In the course of the study, Pichia
galeiformis yeast contaminant was also isolated in the last fermentation tanks. Xylose-utilising Pichia species have previously been identified in the same SSL plant (Lindén et al. 1992). Their presence is most probably connected to the fact that S. cerevisiae cannot naturally consume xylose, which would leave this sugar fraction available for xylose-utilising contaminant species at any point of the process line. Also, it is known that another Pichia species, Pichia
(Scheffersomyces) stipitis, is inhibited by compounds present in lignocellulosic biomass (Lohmeier-Vogel et al. 1998). Therefore, we can speculate that the detoxification process performed by S. cerevisiae in the fermentation line would reduce the toxicity of the SSL and allow less tolerant contaminant species to be present only at the end of the process line. Pichia isolates found at the end of the fermentation line would, however, not be tolerant enough to be a contaminant able to take over the entire fermentation line.

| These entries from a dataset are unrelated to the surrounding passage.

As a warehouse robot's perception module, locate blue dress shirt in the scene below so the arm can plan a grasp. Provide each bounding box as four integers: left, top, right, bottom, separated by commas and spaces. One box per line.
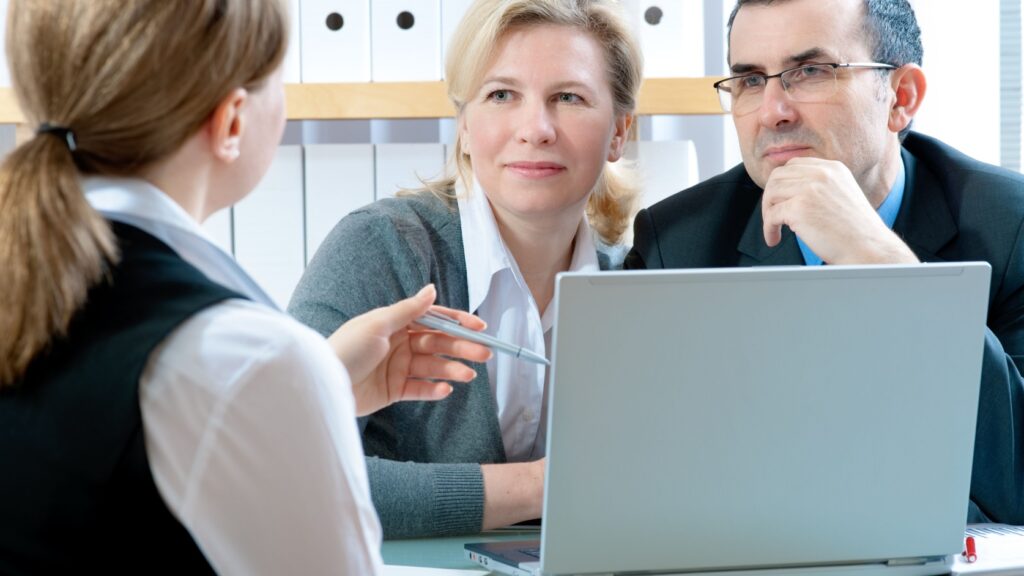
797, 160, 906, 266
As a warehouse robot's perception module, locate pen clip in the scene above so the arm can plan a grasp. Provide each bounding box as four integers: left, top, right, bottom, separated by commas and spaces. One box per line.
423, 310, 462, 325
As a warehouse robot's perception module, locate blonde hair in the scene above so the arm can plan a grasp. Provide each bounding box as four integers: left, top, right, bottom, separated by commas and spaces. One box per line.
415, 0, 643, 244
0, 0, 288, 386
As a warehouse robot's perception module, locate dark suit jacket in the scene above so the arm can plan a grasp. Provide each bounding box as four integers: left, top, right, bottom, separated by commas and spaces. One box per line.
626, 132, 1024, 524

The presence of inhibitory compounds, and notably sulfur-derivate compounds (du Toit et al. 2005) may also explain why Dekkera species were not found in any of the isolation processes, although it has been identified as a major contaminant species in sugar cane juice distilleries (de Souza Liberal et al. 2007; Basílio et al. 2008; Basso et al. 2008) and is also believed to be the cause of reported stuck fermentations in corn mash-based fermentation processes (Abbott et al. 2005).

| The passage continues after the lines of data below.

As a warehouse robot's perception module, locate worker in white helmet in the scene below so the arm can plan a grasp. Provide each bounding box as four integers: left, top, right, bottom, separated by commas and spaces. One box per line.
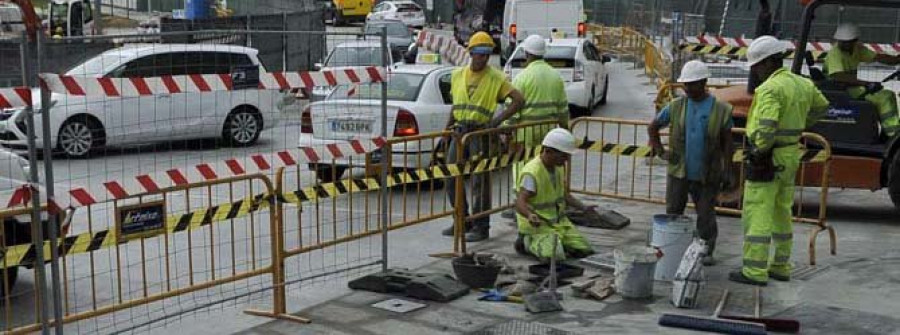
824, 23, 900, 138
728, 36, 828, 286
503, 35, 569, 222
647, 60, 736, 266
515, 128, 596, 260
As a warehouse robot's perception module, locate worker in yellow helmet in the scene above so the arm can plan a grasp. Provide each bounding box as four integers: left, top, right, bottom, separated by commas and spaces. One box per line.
443, 32, 525, 242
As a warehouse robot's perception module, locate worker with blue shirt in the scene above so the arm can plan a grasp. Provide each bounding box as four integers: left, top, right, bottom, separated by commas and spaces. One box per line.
647, 61, 736, 266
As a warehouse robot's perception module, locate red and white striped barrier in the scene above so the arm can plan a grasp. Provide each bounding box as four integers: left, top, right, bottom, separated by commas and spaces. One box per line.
62, 137, 386, 207
41, 67, 385, 97
416, 30, 469, 66
0, 87, 31, 109
683, 35, 900, 55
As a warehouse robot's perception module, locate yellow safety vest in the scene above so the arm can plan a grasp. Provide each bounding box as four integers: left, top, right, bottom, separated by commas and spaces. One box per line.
508, 59, 569, 146
516, 156, 568, 234
450, 66, 506, 125
668, 98, 732, 182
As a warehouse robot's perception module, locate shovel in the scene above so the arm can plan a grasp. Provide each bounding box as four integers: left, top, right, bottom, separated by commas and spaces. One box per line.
524, 234, 563, 313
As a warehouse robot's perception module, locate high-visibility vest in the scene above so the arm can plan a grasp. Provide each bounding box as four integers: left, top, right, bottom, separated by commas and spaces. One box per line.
450, 66, 506, 125
668, 98, 732, 182
747, 69, 827, 149
516, 156, 568, 233
508, 59, 569, 146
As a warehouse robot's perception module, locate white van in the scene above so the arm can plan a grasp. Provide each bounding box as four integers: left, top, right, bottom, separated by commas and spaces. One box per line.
500, 0, 587, 64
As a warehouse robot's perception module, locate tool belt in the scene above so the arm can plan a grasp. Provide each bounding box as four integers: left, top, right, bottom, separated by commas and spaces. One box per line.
744, 144, 796, 183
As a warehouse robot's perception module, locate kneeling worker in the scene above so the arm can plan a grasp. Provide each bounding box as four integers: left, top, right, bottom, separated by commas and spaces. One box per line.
516, 128, 594, 260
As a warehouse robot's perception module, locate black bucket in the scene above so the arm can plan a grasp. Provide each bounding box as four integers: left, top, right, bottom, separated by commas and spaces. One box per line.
453, 255, 501, 289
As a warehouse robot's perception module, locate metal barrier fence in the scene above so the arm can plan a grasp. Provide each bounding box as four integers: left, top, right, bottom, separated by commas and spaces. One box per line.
570, 117, 837, 265
448, 121, 559, 254
0, 30, 394, 333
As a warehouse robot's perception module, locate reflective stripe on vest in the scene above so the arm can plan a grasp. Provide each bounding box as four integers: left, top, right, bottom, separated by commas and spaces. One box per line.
669, 98, 732, 181
450, 66, 506, 124
516, 156, 566, 227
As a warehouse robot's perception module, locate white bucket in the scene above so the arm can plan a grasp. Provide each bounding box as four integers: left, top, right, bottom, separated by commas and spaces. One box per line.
650, 214, 694, 281
613, 246, 659, 299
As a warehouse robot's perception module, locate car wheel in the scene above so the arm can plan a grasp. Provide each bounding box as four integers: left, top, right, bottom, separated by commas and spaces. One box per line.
888, 151, 900, 210
57, 117, 104, 158
600, 76, 609, 106
313, 164, 347, 183
222, 108, 263, 147
0, 266, 19, 297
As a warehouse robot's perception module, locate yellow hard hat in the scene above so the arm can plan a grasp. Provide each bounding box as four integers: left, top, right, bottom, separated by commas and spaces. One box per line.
469, 31, 494, 51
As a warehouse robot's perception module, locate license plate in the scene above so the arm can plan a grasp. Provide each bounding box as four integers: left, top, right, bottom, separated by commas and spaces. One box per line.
328, 120, 372, 134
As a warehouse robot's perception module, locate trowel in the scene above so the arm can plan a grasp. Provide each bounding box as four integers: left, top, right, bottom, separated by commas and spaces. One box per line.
524, 234, 563, 313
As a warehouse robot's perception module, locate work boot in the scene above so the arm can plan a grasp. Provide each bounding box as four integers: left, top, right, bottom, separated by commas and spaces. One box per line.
466, 227, 491, 242
441, 224, 472, 236
769, 271, 791, 281
728, 270, 767, 286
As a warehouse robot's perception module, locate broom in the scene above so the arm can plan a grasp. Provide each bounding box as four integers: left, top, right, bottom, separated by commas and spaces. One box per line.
659, 289, 766, 335
719, 287, 800, 333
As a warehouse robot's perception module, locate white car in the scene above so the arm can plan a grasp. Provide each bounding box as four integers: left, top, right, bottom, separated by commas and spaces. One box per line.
503, 38, 610, 115
366, 1, 425, 29
310, 40, 402, 101
299, 64, 453, 182
0, 44, 283, 158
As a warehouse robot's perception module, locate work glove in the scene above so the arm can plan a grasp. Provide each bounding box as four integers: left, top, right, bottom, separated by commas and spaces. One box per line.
866, 83, 884, 94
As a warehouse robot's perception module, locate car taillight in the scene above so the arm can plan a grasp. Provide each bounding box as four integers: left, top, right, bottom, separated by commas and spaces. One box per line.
394, 109, 419, 137
300, 107, 312, 134
572, 62, 584, 81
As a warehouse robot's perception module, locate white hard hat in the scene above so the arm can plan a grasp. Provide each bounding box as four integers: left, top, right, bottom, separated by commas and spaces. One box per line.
541, 128, 575, 155
522, 35, 547, 57
678, 60, 710, 83
747, 35, 787, 67
834, 23, 859, 41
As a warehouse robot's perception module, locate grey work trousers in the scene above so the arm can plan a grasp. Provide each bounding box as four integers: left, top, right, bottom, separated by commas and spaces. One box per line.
447, 136, 492, 231
666, 176, 719, 255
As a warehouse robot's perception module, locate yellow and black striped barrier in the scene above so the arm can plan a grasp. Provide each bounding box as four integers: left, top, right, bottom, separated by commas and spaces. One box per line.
679, 43, 828, 62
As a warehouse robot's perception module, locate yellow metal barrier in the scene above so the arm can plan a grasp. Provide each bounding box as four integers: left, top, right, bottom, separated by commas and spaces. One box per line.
453, 121, 559, 255
7, 175, 284, 334
569, 117, 837, 265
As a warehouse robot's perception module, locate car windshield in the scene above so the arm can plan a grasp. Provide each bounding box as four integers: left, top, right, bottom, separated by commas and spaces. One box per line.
66, 55, 125, 77
325, 46, 383, 67
327, 73, 425, 101
510, 46, 577, 68
366, 22, 412, 37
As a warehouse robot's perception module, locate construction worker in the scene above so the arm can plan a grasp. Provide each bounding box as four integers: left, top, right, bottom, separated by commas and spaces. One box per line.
515, 128, 596, 260
728, 36, 828, 286
503, 35, 569, 218
443, 32, 525, 242
824, 23, 900, 138
647, 60, 735, 266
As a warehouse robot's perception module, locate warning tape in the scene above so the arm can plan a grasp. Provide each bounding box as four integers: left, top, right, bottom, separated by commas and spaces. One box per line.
416, 30, 469, 66
679, 44, 828, 62
63, 137, 387, 207
682, 35, 900, 55
0, 87, 31, 109
41, 66, 385, 97
0, 194, 273, 269
577, 140, 828, 163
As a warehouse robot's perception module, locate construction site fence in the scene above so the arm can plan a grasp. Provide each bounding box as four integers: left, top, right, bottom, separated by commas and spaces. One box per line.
588, 24, 673, 88
569, 117, 837, 265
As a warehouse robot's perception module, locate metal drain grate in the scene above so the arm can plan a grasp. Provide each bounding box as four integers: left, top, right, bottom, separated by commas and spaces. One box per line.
466, 320, 576, 335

In conclusion, TMB3720 is an adapted high-productive and robust S. cerevisiae strain that can be employed as regular inoculum in SSL plants. More generally, the isolation and characterization of tolerant high ethanol producing resident yeasts from lignocellulosic biomass plants will increase the knowledge on tolerance to highly inhibitory compounds as well as generate background strains for further improvement by targeted and/or evolutionary engineering.